Hi, I'd like to help you with your question.
There could be a few different things going on here with your girlfriend.
It sounds like she may either have a personality disorder or she has a history of abuse and reacts to closeness with another person by pushing them away.
Someone who is abused as a child or in early adulthood can react to closeness by being afraid. Their first reaction is to protect themselves so they push the other person away. Your girlfriend may have past abuse that causes her to feel this way and that is why she treats you as she does. Therapy can help but if she is unwilling, then there is not much you can do to help but be supportive and learn what you can about past abuse victims. That way, you do have choices in how to respond.

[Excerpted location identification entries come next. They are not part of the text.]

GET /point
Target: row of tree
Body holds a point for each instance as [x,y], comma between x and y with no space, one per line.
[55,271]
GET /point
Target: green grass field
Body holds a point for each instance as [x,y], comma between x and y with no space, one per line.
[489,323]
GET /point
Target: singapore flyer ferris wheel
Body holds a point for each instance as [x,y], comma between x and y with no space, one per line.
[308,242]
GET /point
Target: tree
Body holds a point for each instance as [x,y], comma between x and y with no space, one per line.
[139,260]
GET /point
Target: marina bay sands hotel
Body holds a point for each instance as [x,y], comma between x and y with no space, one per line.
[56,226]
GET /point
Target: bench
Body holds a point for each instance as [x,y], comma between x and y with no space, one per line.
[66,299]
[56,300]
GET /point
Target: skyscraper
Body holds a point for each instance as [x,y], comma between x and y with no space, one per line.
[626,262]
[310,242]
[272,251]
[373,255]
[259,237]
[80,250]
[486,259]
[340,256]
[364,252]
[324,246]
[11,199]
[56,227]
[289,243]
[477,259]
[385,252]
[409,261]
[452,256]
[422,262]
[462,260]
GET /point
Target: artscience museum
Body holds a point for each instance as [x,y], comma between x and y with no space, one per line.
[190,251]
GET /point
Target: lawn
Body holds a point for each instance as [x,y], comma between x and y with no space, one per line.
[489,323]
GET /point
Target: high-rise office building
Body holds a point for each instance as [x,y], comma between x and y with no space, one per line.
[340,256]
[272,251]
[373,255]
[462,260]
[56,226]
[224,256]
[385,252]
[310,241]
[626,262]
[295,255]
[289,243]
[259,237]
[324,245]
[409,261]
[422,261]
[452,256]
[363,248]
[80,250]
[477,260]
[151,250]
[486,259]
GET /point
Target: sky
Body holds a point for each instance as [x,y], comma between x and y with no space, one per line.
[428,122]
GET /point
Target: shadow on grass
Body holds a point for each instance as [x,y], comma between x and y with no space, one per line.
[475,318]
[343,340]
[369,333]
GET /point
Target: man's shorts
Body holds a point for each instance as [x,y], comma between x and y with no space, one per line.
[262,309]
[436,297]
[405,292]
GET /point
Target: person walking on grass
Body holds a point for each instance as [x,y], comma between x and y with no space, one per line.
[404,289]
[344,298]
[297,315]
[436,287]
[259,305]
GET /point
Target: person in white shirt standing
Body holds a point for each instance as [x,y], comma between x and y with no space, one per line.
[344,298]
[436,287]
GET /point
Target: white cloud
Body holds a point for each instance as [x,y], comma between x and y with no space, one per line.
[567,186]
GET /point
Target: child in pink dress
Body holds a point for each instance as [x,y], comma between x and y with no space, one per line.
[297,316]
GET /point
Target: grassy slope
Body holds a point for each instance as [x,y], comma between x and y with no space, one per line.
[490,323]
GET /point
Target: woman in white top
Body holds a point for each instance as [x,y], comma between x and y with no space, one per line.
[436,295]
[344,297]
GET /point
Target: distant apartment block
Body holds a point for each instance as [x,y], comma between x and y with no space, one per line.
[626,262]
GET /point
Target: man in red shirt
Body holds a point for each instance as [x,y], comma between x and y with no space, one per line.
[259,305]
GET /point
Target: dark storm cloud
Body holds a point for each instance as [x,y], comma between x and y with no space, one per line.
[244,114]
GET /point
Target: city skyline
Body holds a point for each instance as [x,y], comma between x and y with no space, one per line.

Without knowing more symptoms I can only provide an educated guess, but she could have borderline personality disorder and maybe traits of narcissism. I can provide you links that include symptoms and you may be able to match her symptoms up to the lists to see if she sounds like them.
In the case of a personality disorder, most people have little to no insight into their behavior. When you try to present their symptoms to them, they usually either have an excuse or they put the problem back on you and blame you. Getting help for someone with a personality disorder is difficult at best. They usually have to see that they have a problem before they will seek therapy. Or they come to therapy with another problem such as depression and the personality disorder is treated along with the depression.
Personality disorders are usually developed in response to abuse in the past. The person handles the abuse by developing personality traits that allow them to live with what happened to them. It is a way of seeing the world that makes it easier to live with.
The best you can do is keep trying to offer your girlfriend help. Suggest she talk to her doctor. He/she may be more influential in getting her to see she needs therapy. Maybe her parents or other family or friends can also help you convince her to at least get an evaluation.
Here are some links to help you with personality disorders:
Difficult Personalities: A Practical Guide to Managing the Hurtful Behavior of Others (and Maybe Your Own) by Helen McGrath PhD and Hazel Edwards MEd
The Cognitive Behavioral Therapy Workbook for Personality Disorders: A Step-By-Step Program (New Harbinger Self-Help Workbook) by Jeffrey C. Wood
You can find these books on Amazon.com or your local library may have them for you.
Remember to care for yourself while coping with your girlfriend's behavior. If it gets too much, consider taking a break yourself. If you choose to continue the relationship, talk to friends, family and a therapist if you feel it would help. When someone you care about is suffering, it can be very stressful. It is much easier to help her if you feel ok yourself.